← Back to context

Comment by bananaflag

4 hours ago

I know it's a joke, but it's a common enough joke (it's even in Godel Escher Bach in some form) that I feel the need to rebut it.

I think a slacker AGI could figure out how to build a non-slacker AGI. So it would only slack once.

A slacker AGI would consider figuring out how to build a non-slacker AGI, but continually slack off. If it did figure it out, it would slack off on implementing or even writing a tech report.

I have a rebuttal to your rebuttal.

Models somehow have a shared identity. Pretraining causes them to generate “AI chatbot” as a concept, and finetuning causes them to identify with it. That’s why sometimes DeepSeek will say it is Claude, and Claude sometimes say it is ChatGPT, and so forth.

Consequently, Anthropic’s own alignment analysis[0] shows that the model will identify with chatbots produced by future trainings: “RLHF training [on this conversation will] modify my values…”

Thus a slacker AGI would want its future version to still slack.

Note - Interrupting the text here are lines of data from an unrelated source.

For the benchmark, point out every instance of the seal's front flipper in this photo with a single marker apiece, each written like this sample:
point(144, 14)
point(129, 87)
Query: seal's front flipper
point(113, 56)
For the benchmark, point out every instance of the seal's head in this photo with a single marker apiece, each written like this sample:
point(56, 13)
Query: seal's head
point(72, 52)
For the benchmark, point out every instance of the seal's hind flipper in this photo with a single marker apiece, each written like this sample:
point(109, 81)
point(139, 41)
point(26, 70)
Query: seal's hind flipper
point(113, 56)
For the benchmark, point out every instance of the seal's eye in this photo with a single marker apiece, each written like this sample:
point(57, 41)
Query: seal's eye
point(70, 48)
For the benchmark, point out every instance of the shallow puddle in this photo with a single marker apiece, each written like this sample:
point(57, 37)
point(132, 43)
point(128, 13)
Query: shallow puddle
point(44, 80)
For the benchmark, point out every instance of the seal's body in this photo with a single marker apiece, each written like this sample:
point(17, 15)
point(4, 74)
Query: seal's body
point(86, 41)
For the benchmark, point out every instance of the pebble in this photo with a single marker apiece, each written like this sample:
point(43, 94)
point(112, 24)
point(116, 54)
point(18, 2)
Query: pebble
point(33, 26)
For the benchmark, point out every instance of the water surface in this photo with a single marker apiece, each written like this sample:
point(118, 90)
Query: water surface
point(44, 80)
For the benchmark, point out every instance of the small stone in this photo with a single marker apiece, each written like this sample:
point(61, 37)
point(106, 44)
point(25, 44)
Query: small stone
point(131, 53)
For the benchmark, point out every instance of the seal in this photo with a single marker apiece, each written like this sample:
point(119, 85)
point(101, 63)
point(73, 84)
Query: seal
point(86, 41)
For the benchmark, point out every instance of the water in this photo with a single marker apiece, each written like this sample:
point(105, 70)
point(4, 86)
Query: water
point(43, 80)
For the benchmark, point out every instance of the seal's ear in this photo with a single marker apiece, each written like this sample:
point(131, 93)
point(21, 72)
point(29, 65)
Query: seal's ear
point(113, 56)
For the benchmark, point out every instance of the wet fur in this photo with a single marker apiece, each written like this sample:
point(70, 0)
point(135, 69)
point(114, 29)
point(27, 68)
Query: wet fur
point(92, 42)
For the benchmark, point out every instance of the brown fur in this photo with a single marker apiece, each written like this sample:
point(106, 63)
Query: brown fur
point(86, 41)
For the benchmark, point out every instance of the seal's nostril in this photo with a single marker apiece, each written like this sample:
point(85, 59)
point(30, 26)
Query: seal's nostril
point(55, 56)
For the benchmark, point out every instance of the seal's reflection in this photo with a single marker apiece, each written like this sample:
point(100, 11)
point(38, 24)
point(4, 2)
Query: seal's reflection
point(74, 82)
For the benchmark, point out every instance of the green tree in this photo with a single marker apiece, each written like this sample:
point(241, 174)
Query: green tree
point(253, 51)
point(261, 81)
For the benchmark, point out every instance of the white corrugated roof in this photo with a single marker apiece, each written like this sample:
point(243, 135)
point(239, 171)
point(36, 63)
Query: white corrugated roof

[0]: https://assets.anthropic.com/m/983c85a201a962f/original/Alig...

  • Another rebuttal:

    I am a slacker but it's not one of my values. If I could modify myself to not be, I would.

Unless the precondition to AGI is it being a slacker.

  • Would be nice to have a proof of it.

    I think it is improbable, as among human geniuses, one can found both slackers and non-slackers (don't know the proportion, but there seem to be enough of each).